Domestic and family violence is a workplace issue. Having domestic/family violence as a new protected attribute in anti-discrimination legislation can provide another avenue of protection for victims and survivors who experience discrimination, as well as lead to improved measures for addressing domestic/family violence.
There are many forms of violence against women, including:
- Intimate partner violence (also referred to as domestic and family violence)
- Rape and sexual assault
- Sexual harassment
The United Nations Declaration on the Elimination of Violence against Women defines violence against women as ‘any act of gender-based violence that results in, or is likely to result in, physical, sexual or psychological harm or suffering to women, including threats of such acts, coercion or arbitrary deprivation of liberty, whether occurring in public or private life’.1
This fact sheet focuses specifically on domestic and family violence, which is most often perpetrated in the home against women by their male current or former partner.
Under international human rights law, it is well established that domestic and family violence is a violation of human rights,2 with grave and far-reaching repercussions for victims, survivors and their children.
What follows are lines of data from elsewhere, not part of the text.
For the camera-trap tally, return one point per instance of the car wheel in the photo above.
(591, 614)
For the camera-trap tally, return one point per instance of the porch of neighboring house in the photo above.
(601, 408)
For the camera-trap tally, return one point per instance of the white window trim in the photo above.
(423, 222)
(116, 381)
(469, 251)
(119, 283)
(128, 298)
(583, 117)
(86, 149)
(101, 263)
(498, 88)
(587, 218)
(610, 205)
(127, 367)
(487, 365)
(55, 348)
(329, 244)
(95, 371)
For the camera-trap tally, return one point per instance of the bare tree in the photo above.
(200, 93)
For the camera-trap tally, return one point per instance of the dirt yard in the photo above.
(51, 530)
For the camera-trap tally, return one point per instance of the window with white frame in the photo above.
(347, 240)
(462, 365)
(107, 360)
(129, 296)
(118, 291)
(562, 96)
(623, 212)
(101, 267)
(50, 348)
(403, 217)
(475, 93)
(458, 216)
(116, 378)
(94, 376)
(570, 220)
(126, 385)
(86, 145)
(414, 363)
The United Nations Convention on the Elimination of All Forms of Discrimination against Women requires governments to take appropriate measures to eliminate discrimination against women (which includes violence against women) in all areas of life including in employment, and to ensure that women have access to safe and healthy working conditions.3
Australia also has a range of federal, state and territory legislation that prohibits discrimination, as well as legislation which requires employers to create workplace environments that are safe and free from violence, discrimination and harassment.